My answer ? Yes, absolutely. So how do I explain 30,000 websites being hijacked as the above mentioned article described? A combination of sloppiness and lack of knowledge.
Because WordPress makes it super easy to create a website, tons of people are doing just that, but unlike self proclaimed geeks like me, they aren’t aware of some of the simple things that you must do to secure your site. It’s not a weakness in WordPress, but rather sensible ‘housekeeping’ type tasks that should be done on every installation.
1. Create a unique username. Don’t use the standard ‘admin’ user name. If it was created automatically, create a new user with administrative privileges with a more unique username and delete the admin account once you’ve logged in with the new one. For even more security in your username use upper and lower case letters and a symbol or two thrown in for good measure.
2. Create a tough password. It should be at least 8 characters in length and a combination of upper and lower case letters, numbers and a symbol or two thrown in there for good measure. Refrain from using family names, names of pets or birthdates as this information can usually be discovered pretty easily.

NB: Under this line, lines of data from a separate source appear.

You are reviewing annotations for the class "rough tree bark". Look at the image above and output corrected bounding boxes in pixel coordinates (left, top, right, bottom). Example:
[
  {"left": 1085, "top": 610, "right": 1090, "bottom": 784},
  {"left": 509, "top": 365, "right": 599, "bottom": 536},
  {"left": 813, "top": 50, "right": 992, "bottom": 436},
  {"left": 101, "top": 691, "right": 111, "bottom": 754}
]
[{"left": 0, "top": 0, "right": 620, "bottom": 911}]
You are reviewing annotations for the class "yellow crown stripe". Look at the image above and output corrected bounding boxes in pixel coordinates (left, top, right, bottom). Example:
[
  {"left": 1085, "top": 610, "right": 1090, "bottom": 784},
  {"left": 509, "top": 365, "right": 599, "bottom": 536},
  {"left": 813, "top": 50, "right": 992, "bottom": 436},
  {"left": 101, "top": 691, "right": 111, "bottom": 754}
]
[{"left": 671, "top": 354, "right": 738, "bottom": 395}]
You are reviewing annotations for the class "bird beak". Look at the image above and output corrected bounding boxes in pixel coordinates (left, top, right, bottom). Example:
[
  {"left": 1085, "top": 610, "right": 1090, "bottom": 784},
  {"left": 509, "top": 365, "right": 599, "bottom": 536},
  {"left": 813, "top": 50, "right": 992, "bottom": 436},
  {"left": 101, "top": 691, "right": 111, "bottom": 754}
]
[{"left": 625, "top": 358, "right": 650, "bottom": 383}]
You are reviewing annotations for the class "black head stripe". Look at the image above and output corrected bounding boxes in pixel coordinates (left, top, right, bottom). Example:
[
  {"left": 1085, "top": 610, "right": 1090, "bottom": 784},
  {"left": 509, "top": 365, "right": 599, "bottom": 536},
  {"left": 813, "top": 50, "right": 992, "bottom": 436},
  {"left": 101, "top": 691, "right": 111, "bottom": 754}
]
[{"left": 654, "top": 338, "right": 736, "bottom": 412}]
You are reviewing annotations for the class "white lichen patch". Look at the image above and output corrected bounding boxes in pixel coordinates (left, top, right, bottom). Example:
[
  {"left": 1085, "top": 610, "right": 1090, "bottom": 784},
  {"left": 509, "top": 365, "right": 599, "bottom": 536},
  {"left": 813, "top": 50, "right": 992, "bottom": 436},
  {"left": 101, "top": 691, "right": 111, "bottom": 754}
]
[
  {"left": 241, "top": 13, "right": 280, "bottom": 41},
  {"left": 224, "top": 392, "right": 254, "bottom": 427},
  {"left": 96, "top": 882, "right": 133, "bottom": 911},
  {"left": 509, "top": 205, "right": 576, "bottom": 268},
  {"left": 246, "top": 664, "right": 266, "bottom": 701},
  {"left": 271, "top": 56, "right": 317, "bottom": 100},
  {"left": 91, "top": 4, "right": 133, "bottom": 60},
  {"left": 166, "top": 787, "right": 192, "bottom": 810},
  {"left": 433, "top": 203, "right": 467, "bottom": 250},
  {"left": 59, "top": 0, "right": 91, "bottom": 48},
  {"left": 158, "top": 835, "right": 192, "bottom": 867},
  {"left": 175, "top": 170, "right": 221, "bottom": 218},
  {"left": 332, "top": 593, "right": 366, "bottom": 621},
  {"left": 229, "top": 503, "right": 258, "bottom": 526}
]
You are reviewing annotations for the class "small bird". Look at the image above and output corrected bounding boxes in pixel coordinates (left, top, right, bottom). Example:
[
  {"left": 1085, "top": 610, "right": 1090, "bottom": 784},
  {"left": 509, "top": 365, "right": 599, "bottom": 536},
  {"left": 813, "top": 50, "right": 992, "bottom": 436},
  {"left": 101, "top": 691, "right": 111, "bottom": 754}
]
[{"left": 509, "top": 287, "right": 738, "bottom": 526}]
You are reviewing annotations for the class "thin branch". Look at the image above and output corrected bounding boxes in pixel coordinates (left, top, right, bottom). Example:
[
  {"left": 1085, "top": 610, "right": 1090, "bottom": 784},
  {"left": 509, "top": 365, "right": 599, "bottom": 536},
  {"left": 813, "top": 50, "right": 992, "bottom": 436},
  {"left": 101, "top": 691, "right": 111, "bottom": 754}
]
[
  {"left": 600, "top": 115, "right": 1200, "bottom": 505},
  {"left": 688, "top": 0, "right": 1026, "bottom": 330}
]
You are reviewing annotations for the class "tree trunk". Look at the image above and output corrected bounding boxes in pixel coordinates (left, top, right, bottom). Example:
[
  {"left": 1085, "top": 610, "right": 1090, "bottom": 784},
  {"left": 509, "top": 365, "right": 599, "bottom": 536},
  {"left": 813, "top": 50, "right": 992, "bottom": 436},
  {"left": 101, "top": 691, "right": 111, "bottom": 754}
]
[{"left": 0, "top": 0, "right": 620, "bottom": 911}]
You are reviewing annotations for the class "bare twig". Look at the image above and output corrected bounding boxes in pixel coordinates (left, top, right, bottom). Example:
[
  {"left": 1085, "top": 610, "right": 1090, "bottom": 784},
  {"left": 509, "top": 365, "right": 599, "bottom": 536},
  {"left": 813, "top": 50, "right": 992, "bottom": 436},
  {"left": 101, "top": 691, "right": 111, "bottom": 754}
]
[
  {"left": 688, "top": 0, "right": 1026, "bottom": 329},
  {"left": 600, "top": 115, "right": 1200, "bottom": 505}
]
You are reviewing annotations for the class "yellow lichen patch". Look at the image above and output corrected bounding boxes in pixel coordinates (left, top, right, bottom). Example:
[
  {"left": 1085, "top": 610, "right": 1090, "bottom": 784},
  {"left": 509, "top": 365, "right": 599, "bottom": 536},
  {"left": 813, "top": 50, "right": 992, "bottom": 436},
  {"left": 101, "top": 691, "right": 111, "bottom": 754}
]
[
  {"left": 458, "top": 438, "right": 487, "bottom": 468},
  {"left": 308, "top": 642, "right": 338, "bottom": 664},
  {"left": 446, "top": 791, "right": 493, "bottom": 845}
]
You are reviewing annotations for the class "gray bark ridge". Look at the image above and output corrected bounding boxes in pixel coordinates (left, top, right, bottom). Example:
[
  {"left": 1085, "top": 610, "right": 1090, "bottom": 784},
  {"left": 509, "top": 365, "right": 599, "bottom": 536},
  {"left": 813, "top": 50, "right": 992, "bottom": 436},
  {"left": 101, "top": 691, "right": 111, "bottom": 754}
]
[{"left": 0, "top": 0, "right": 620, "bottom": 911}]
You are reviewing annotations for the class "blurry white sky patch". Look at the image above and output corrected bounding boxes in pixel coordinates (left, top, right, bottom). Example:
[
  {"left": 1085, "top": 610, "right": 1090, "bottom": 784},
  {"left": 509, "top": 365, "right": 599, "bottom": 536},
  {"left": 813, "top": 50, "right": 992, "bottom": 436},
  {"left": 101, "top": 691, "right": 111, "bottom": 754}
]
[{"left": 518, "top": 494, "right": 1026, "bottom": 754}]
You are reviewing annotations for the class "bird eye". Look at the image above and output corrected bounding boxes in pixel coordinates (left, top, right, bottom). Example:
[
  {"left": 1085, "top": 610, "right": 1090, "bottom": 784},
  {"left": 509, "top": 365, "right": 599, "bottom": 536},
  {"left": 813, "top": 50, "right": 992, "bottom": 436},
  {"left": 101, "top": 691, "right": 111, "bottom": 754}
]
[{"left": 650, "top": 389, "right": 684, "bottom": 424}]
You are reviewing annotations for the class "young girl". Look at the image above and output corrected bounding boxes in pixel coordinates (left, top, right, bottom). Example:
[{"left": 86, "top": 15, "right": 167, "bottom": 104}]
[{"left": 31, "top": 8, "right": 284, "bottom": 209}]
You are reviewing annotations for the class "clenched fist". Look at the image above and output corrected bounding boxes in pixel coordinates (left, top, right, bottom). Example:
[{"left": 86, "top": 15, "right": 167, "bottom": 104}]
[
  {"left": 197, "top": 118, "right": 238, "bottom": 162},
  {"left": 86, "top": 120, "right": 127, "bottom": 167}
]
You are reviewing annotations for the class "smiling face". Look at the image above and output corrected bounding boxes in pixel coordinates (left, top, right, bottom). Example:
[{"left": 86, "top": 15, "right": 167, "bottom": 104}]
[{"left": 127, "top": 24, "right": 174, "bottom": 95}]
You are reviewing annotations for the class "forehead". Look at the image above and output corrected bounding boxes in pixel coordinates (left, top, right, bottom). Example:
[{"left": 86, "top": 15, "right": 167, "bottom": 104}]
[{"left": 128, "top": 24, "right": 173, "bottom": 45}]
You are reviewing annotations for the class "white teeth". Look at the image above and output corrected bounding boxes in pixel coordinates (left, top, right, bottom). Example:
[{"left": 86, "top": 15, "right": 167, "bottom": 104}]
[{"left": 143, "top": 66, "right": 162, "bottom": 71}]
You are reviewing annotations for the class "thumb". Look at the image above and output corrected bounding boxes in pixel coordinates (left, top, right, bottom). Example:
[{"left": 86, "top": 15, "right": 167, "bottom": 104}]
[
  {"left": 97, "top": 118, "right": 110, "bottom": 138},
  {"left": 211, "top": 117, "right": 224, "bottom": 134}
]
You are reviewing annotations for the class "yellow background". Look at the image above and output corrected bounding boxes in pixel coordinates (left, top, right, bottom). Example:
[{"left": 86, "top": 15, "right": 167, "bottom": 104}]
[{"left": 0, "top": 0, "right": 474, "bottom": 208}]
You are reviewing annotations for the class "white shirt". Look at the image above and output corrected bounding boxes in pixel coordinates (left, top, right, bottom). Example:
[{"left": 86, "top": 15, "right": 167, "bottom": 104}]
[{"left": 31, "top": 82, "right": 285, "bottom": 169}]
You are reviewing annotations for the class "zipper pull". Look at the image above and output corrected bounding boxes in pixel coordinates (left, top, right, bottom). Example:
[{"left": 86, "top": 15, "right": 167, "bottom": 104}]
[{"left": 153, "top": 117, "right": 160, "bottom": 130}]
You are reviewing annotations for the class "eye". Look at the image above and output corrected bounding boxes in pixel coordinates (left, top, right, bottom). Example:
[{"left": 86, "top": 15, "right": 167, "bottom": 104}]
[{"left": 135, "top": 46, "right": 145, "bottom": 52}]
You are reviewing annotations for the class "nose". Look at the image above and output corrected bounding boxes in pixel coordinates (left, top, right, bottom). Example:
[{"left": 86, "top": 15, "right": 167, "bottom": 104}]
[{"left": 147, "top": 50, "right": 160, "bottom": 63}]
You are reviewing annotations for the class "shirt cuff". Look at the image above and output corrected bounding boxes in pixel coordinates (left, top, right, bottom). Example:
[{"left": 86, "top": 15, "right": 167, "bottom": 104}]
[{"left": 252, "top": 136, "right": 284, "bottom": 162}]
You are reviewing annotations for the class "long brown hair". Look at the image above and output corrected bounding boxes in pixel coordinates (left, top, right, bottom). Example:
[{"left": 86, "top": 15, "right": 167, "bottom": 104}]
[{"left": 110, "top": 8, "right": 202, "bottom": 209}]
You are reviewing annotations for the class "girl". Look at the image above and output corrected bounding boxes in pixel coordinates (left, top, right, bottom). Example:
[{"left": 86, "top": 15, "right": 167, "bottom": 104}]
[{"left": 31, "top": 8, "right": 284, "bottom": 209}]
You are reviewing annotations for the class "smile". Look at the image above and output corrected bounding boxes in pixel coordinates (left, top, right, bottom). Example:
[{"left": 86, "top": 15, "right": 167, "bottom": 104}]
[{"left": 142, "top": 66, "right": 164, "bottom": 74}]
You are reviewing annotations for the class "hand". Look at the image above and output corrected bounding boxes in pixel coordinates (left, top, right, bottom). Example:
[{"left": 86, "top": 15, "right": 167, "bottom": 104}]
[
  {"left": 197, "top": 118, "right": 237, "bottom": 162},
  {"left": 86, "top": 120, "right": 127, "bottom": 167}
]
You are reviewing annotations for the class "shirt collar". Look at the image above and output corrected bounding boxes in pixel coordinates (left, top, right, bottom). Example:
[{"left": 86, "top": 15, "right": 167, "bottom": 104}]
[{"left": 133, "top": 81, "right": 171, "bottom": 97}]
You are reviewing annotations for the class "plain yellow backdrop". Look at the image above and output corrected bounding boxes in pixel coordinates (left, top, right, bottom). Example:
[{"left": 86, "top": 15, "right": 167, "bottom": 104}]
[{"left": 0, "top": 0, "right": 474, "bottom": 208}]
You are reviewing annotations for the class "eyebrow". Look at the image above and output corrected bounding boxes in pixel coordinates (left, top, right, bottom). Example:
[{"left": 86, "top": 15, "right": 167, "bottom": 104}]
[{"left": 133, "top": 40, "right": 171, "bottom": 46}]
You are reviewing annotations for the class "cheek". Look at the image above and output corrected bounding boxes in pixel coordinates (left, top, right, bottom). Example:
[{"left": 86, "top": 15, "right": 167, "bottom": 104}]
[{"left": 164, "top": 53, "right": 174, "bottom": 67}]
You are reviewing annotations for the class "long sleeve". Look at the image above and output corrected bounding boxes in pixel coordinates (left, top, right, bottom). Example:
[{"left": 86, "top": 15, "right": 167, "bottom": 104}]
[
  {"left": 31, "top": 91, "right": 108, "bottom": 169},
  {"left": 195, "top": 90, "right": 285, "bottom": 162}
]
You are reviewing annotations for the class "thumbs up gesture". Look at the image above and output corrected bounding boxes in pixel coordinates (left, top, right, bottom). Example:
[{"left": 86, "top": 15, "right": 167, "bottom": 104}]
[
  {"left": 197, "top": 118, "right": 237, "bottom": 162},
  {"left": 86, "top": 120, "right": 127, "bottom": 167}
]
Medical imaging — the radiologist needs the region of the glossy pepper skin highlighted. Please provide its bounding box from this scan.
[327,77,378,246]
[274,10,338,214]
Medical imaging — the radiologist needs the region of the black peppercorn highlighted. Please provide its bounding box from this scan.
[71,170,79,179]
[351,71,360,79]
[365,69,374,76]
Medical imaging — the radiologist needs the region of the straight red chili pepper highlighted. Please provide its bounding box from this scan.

3. Change the Database Tables Prefix. With most WordPress installers, the SQL database name has the default prefix of wp_xxxxxx. Hackers know that and that’s why many of the security attacks that take place exploit this default. Changing the prefix protects you from this type of infiltration. An easy way to do this is to install Website Defender WordPress Security Scan and Secure WordPress. Not only will they help you change your prefix, it also allows you to address a host of other small items that can help make your site even more secure.
4. Check your file permissions. Different files and directories have permissions that specify who and what can read, write, modify and access them. WordPress needs access to some files to work correctly but you don’t want to leave them open to some unscrupulous hacker. Make sure none of your files are set to 777 which basically gives the world permission to access and change files.
5. Be sure the theme you are using isn’t opening security holes. If you’re like me, when I first saw all the choices I had for themes I was like a kid in a candy store, but be careful. Many of the themes that show up in searches for free WordPress themes hold hidden security dangers. One of the reasons I prefer using a premium theme is the attention the developers take with the security aspects, including updates when they become aware of new vunerabilities.
6. Keep WordPress, your theme and plugins up to date. The reason for the updates are often because a new security vulnerability has been found and fixed in the new update. This is why it’s important to do regular maintenance on your WordPress website.
By taking these six relatively simple precautions you close the door to security breaches and can breathe easy building your website on WordPress. But what if you’re not the one building your site? I’m sure there are plenty of people that have paid good money to have someone design a WordPress site for them only to have a security vulnerability take down their site months or even years later.
Make sure you ask whomever is building your site on WordPress what kind of security precautions they take in the building of your site. They should quickly be able to explain how they address the first five items on the list above. If not, you may be dealing with someone who’s building sites on WordPress without understanding how to insure your website security. Building any type of website without taking security precautions is just sloppy. If you don’t want to have to deal with updates, you may want to find someone who offers maintenance for WordPress sites like I do.
Regardless of those 30,000 hijacked WordPress sites, you can be assured with a few small precautions it is a safe and secure choice for your site.